I'd seen these advertised, and today I was browsing at Fry's and saw them on the shelf.  It does look like a lot of fun.  Does anyone have one?  Do you use it?  Do you like it?


----------



## Vegas_Asian (Nov 2, 2008)

what? never heard of it. gotta pic?


----------



## Kathy (Nov 5, 2008)

It does look like fun. My 10 year old grandson loves the computer and loves to draw. I see a perfect birthday present in his future.


----------



## Kathy (Nov 5, 2008)

Vegas_Asian (Experiment#305) said:


> what? never heard of it. gotta pic?


Here is one on a website. http://techgage.com/article/wacom_bamboo_fun_tablet/


----------



## Vegas_Asian (Nov 2, 2008)

oh yeah! I love it. totally forgot about it. Wanted one a couple months back after finding a journal writing program in my laptop. My classmate has it and its pretty light


----------



## marianneg (Nov 4, 2008)

Here they are at amazon:
Bamboo tablets on Amazon


----------



## Kathy (Nov 5, 2008)

marianner said:


> Here they are at amazon:
> http://www.amazon.com/s/ref=nb_ss_gw?url=search-alias%3Delectronics&field-keywords=bamboo&x=0&y=0


Good prices on Amazon and helps support the boards as well.


----------



## Googlegirl (Mar 4, 2009)

Kathy said:


> Good prices on Amazon and helps support the boards as well.

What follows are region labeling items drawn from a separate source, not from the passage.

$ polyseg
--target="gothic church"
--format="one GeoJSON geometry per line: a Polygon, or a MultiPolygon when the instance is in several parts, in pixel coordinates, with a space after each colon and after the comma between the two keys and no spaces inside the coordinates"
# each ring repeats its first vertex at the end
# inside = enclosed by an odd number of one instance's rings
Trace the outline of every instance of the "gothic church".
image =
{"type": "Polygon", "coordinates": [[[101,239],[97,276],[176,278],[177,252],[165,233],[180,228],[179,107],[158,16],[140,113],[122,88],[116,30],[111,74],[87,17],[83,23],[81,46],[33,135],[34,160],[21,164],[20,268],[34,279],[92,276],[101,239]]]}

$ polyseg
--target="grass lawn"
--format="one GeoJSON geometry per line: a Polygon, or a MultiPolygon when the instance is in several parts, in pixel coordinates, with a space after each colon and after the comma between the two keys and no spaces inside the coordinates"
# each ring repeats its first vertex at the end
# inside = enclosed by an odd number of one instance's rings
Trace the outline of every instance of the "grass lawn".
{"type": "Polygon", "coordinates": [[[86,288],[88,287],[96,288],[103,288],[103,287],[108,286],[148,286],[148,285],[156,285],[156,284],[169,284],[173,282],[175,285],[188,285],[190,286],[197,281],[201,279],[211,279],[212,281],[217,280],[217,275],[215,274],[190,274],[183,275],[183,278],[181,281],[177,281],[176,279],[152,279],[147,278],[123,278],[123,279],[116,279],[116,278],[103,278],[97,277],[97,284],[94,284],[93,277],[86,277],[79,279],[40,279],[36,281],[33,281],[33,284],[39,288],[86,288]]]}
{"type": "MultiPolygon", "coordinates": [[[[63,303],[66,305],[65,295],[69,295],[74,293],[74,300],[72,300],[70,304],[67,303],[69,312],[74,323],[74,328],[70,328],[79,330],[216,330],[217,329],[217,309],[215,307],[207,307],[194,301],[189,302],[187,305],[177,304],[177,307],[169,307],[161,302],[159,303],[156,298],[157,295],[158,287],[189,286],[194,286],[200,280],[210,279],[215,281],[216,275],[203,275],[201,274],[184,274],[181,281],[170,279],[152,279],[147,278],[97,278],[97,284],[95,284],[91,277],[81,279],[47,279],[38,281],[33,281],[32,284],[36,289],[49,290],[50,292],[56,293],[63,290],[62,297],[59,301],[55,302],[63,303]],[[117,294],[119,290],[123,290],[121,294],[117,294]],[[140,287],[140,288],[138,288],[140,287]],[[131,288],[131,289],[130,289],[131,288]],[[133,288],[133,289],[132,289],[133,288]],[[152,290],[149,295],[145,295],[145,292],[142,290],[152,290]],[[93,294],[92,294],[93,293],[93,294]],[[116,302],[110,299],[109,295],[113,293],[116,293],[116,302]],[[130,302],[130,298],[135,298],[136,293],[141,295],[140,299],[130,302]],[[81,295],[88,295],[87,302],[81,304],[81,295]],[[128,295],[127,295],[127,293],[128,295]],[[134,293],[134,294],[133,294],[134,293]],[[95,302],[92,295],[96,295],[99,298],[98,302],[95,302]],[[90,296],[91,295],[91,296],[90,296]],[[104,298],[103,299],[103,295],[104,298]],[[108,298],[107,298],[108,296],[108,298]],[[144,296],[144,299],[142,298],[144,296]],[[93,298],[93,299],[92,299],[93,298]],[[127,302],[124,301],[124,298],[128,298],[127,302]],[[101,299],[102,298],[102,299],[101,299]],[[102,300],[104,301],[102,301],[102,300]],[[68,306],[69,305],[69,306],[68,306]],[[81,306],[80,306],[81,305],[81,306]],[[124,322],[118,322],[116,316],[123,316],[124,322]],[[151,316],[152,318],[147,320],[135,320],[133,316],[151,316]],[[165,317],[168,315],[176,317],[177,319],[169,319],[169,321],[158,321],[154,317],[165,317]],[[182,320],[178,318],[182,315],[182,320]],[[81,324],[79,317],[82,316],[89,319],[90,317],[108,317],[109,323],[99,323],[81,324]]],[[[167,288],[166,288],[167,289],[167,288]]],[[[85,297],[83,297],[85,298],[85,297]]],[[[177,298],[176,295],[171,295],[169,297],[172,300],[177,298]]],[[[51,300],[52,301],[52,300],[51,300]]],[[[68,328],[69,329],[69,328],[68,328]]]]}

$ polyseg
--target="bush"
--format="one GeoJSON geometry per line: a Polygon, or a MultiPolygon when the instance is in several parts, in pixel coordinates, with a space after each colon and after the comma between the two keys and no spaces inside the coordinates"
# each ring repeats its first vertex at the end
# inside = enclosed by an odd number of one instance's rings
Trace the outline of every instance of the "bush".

I just bought one for DH. I got a Kindle, He got a Bamboo! lol

He uses it for webdesign and says it's pretty easy to use just takes some getting used to.


----------



## marianneg (Nov 4, 2008)

Googlegirl said:


> He uses it for webdesign and says it's pretty easy to use just takes some getting used to.


Really? What software does he use for web design?


----------



## patrisha w. (Oct 28, 2008)

marianner said:


> I'd seen these advertised, and today I was browsing at Fry's and saw them on the shelf. It does look like a lot of fun. Does anyone have one? Do you use it? Do you like it?


Yes, I have one. I do a fair amount of art with it. it is also fabulous for Playing Bookworm!

patrisha


----------



## Lotus (Oct 31, 2008)

An ex-colleague of mine loved to use it for graphic design. If you do a lot of clipping paths in Photoshop, it's apparently awesome. It's also good for those who like to draw, but would like the ability to then manipulate the drawing on the computer.


----------



## TM (Nov 25, 2008)

Tney do take some getting used to, becuase you see what you are writing/drawing on the screen instead of the tablet.


----------



## kim (Nov 20, 2008)

marianner said:


> Here they are at amazon:
> Bamboo tablets on Amazon


The small ones are rather inexpensive. This looks like a really cool toy even if you aren't into drawing/graphics.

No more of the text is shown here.